En 1993, Barrichello, jeune pilote de 21 ans,  fit des merveilles avec sa Jordan-Hart perfectible. Pourtant McLaren le souhaitait pour remplacer Senna. Mais Eddie Jordan demandait 5 millions de dollars pour racheter le contrat du prodige brésilien. L’affaire n’a pas été plus loin. Deux ans plus tard, Jordan GP obtiendra la somme de la part de la Scuderia Ferrari dans le transfert d’Eddie Irvine. Barrichello était une répétition.

Une saison plus tard, en 1994, après la disparition d’Ayrton Senna, Nigel Mansell, en exil aux États-Unis après son titre de champion du monde 1992,  signe des performances spectaculaires avec la Williams FW16. Son contrat américain avec l’équipe Newman-Hass, d’une valeur de 35 millions de dollars sur 5ans avait été racheté par Bernie Ecclestone. En réalité il ne l’a pas été. Mansell devait toutefois honorer économiquement sa saison 1995 envers Newman-Haas. L’équipe Williams signa un chèque de 7 millions de dollars retiré du salaire du pilote anglais qui touchait 17 millions de dollars à l’époque, pour ne pas courir.

Fin 1995, peut être considéré comme un tournant, David Coulthard signe chez McLaren, qui rachète le contrat à Williams pour 3 millions de dollars et Eddie Irvine passe chez Ferrari en échange de 5 millions de dollars. A partir de cette date, les contrats incluaient une clause de rachat par tiers, ou par le pilote même.

Ce même Eddie Jordan réitère la manœuvre avec le transfert de Ralf Schumacher chez Williams pour 3 millions de dollars. Une saison auparavant, le contrat de Giancarlo Fisichella envers l’équipe irlandaise avait été racheté par Benetton pour 3 millions de dollars également. Cette somme devient le minimum légal en cas de rachat de contrat.

Mais à partir de 2001, tout bascula. Un jeune pilote finlandais brilla dans la Sauber et attira l’œil expert de Ron Dennis. Celui-ci décide de faire une offensive sur le jeune homme et rachète son contrat pour 25 millions de dollars. Une offensive à peine croyable à l’époque.

En 2004, Fisichella rejoint l’équipe Sauber. Son contrat dispose d’une clause « Briatore » indiquant que si Ferrari, McLaren ou Williams manifeste un intérêt pour le pilote italien durant la durée du contrat, ce dernier pourrait quitter Sauber en cassant le contrat légalement. Son transfert chez Renault sera un modèle du genre. Williams a manifesté son intérêt pour 2005, signa un rapide contrat pour le revendre 4 millions de dollars à Renault F1 Team dans la foulée.

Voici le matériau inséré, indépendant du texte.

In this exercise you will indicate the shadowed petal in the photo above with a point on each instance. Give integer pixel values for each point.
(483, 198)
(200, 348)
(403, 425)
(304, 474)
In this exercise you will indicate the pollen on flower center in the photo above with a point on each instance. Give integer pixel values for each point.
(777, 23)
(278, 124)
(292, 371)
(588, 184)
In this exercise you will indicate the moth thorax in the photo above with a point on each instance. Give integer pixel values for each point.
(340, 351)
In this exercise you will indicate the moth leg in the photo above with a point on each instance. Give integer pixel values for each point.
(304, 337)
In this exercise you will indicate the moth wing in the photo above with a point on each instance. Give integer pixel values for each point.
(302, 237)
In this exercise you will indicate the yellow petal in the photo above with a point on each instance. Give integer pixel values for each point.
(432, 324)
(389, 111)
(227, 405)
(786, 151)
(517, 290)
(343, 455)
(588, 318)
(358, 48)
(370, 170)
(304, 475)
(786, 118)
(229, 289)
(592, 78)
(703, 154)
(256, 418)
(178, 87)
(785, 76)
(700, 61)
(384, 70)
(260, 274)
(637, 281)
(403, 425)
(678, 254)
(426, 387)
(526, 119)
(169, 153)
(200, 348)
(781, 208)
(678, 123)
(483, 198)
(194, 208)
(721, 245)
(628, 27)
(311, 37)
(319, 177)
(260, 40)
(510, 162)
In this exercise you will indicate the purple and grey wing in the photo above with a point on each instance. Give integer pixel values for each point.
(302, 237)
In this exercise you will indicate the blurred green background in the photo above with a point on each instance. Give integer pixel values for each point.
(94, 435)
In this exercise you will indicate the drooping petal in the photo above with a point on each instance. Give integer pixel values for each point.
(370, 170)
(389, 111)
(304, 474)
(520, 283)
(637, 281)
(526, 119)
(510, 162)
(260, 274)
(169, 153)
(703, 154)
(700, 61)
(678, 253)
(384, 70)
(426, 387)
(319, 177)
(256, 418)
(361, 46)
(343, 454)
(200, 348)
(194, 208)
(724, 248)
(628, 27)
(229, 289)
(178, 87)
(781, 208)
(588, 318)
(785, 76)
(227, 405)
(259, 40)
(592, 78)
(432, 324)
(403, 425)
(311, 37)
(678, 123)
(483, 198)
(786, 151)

En Juillet 2003, Juan-Pablo Montoya signa chez McLaren-Mercedes pour 2005, mais l’équipe propose d’acheter le contrat du pilote pour le faire courir sous les couleurs grises en 2004, Prix : 25 millions de dollars que Williams a refusé. Malgré la pression de BMW.

En 2005, Williams avait signé un contrat de deux ans avec Nick Heidfeld, tandis que BMW avait signé un contrat de trois ans avec le pilote allemand à compter de 2007. Le constructeur allemand rachètera pour 6 millions de dollars l’année 2006 d’Heidfeld à l’équipe anglaise. Cette dernière touchera aussi 30 millions de dollars environ de son contrat avorté avec Jenson Button, remontant à 2004. Honda signant la facture.

Nous voyons bien que depuis quelques temps, la Formule Un va devenir un gigantesque marché de transfert en puissance. Rappelons que les pilotes aussi peuvent avoir leur mot à dire et être plus malin que les patrons d’écurie. Alain Prost par exemple avait été payé par Ferrari 12 millions de dollars en 1992 pour rien faire, ajoutant quelques millions de McLaren et Williams en bonus. Le premier pour ne pas courir, le second comme avenant à son futur contrat 1993. Signant pour 1993 et 1994 avec Williams Renault, il ne réalisera que la première saison contractuelle contre 12 millions de dollars (et 4 millions de bonus de titre de champion du monde). Toutefois, le pilote français a continué d’être payé pour la saison 1994. Williams honorant 50% du contrat, soit 8 millions de dollars à l’époque. Ainsi Alain Prost a été payé durant trois ans en ne pilotant qu’une seule.